The decision came in DG Anti-Profiteering v. Sobha Limited (GSTAT Appeal No. 08 of 2025), where a single-member bench of Justice Mayank Kumar Jain upheld the closure report submitted by the Director General of Anti-Profiteering (DGAP) and found no violation of Section 171 of the Central Goods and Services Tax Act, 2017.
The dispute arose from a complaint by homebuyers in Sobha Limited’s “International City” project in Gurugram, alleging that the developer had failed to pass on ITC benefits by reducing prices after GST was introduced. The matter was referred for investigation, following which the DGAP examined the financial data and concluded that no additional ITC benefit had accrued to the developer.
As noted in the Tribunal record, the ratio of credit availed to purchase value actually declined from 12.26% in the pre-GST period to 11.02% in the post-GST period, reflecting a negative differential of 1.24%. This indicated that there was no incremental tax benefit requiring pass-through to buyers.
Before the Tribunal, Sobha Limited argued that all aspects of the transaction took place after GST came into force on July 1, 2017. The buyers had applied for allotment in June 2019, entered into a builder-buyer agreement in July 2019, and made all payments thereafter. Construction activity also commenced and concluded within the GST regime.
Accepting this position, the Tribunal held that Section 171 dealing with anti-profiteering primarily applies where there is a comparative benefit, such as a tax rate reduction or an increase in ITC, typically in projects spanning both pre-GST and post-GST periods. In a fully post-GST project, such a comparison does not arise.
The bench relied on the Delhi High Court’s ruling in Reckitt Benckiser India Pvt. Ltd. v. Union of India, reiterating that when both construction and supply occur entirely in the GST era, prices are presumed to have been fixed after factoring in available ITC. Therefore, no separate obligation exists to pass on additional benefits.
Importantly, the Tribunal clarified that the phrase “constructed in the post-GST period” does not require that the property be fully completed at the time of agreement. What matters is that the entire chain of events from booking and agreement to construction and payment falls within the GST regime.
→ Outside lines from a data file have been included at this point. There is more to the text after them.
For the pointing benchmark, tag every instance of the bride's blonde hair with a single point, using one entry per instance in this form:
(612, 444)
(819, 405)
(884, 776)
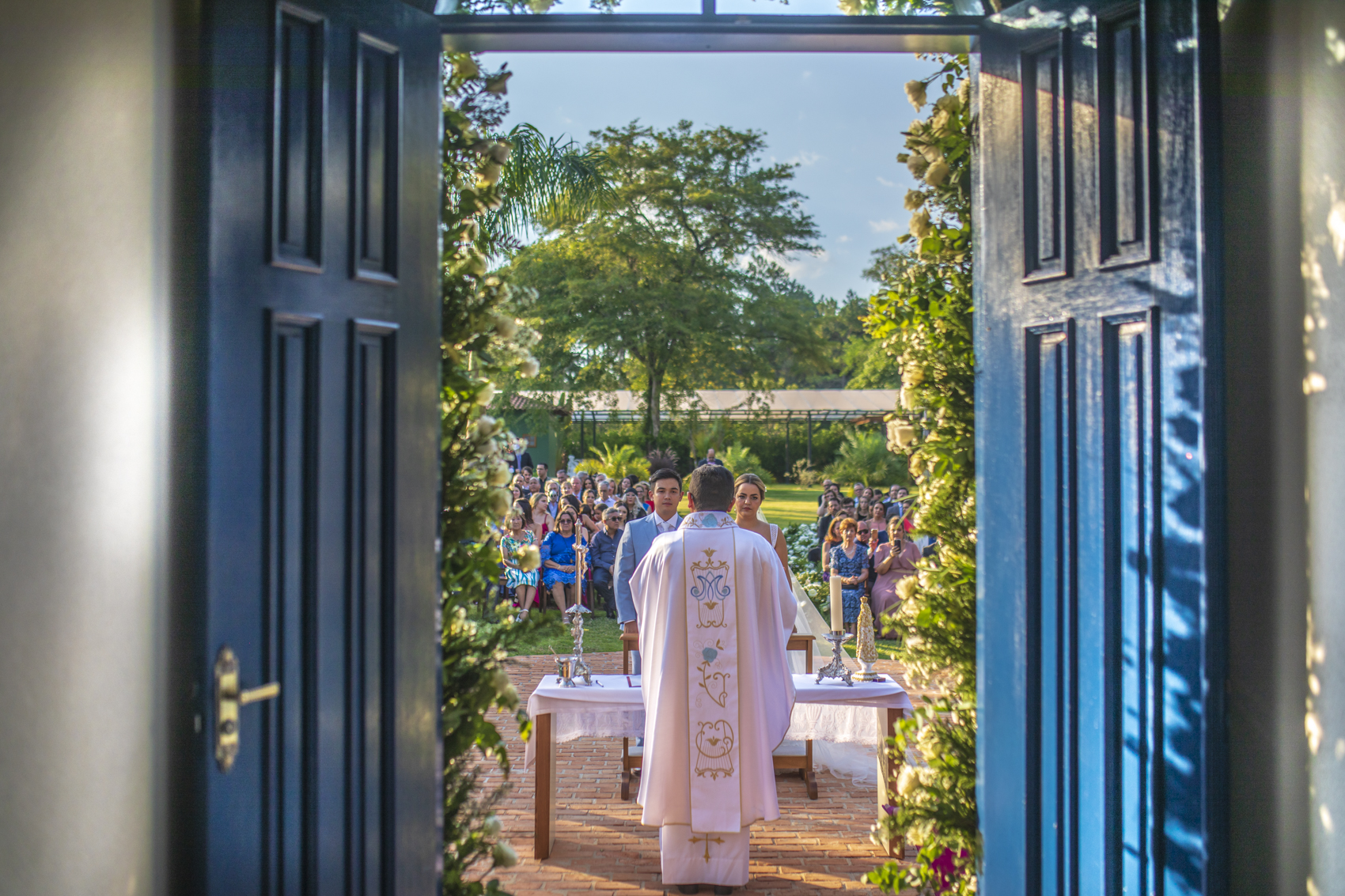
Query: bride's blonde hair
(749, 479)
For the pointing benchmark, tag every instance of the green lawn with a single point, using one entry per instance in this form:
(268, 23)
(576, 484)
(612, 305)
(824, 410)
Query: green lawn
(601, 635)
(787, 505)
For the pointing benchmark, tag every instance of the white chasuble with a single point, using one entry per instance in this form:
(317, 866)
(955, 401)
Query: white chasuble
(714, 610)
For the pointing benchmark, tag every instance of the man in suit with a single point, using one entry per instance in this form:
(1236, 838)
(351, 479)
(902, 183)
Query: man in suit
(666, 494)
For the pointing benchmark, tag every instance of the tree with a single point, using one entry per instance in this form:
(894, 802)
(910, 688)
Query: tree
(672, 284)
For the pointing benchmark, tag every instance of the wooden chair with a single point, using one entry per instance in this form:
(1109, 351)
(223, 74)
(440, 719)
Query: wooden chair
(787, 755)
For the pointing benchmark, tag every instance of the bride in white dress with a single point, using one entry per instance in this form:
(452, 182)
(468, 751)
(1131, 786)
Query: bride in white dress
(849, 750)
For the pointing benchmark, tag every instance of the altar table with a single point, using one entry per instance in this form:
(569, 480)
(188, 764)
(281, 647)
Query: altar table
(614, 706)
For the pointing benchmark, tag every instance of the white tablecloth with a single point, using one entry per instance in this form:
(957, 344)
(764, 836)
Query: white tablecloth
(614, 706)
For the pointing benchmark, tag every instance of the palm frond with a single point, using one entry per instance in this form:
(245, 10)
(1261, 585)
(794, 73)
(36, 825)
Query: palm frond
(547, 182)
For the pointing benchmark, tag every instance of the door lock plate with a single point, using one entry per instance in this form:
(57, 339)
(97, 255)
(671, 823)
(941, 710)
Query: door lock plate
(228, 701)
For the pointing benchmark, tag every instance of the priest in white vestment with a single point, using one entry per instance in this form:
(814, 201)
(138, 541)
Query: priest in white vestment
(716, 611)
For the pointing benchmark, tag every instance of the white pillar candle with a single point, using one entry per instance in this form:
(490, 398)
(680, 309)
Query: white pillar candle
(837, 615)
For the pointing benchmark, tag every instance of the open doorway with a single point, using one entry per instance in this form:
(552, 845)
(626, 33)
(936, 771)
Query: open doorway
(818, 134)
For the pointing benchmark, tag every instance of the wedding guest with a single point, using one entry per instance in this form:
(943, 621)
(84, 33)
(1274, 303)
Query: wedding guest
(559, 560)
(601, 556)
(851, 561)
(832, 540)
(748, 494)
(591, 513)
(521, 584)
(544, 521)
(634, 508)
(892, 562)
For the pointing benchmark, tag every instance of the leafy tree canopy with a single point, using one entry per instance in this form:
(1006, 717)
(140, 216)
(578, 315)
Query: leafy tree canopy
(672, 284)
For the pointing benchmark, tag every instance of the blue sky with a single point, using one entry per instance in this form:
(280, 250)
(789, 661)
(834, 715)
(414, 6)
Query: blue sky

On facts, the Tribunal found that these conditions were fully satisfied and that the complainants had not disputed the timeline of events. It also noted that the price of the unit had been agreed upon after factoring in GST and ITC benefits, and the buyers had accepted these terms at the time of entering into the agreement.
Concluding that no profiteering had occurred, the Tribunal upheld the DGAP’s report dated August 21, 2025, accepted the developer’s preliminary objections, and dismissed the proceedings.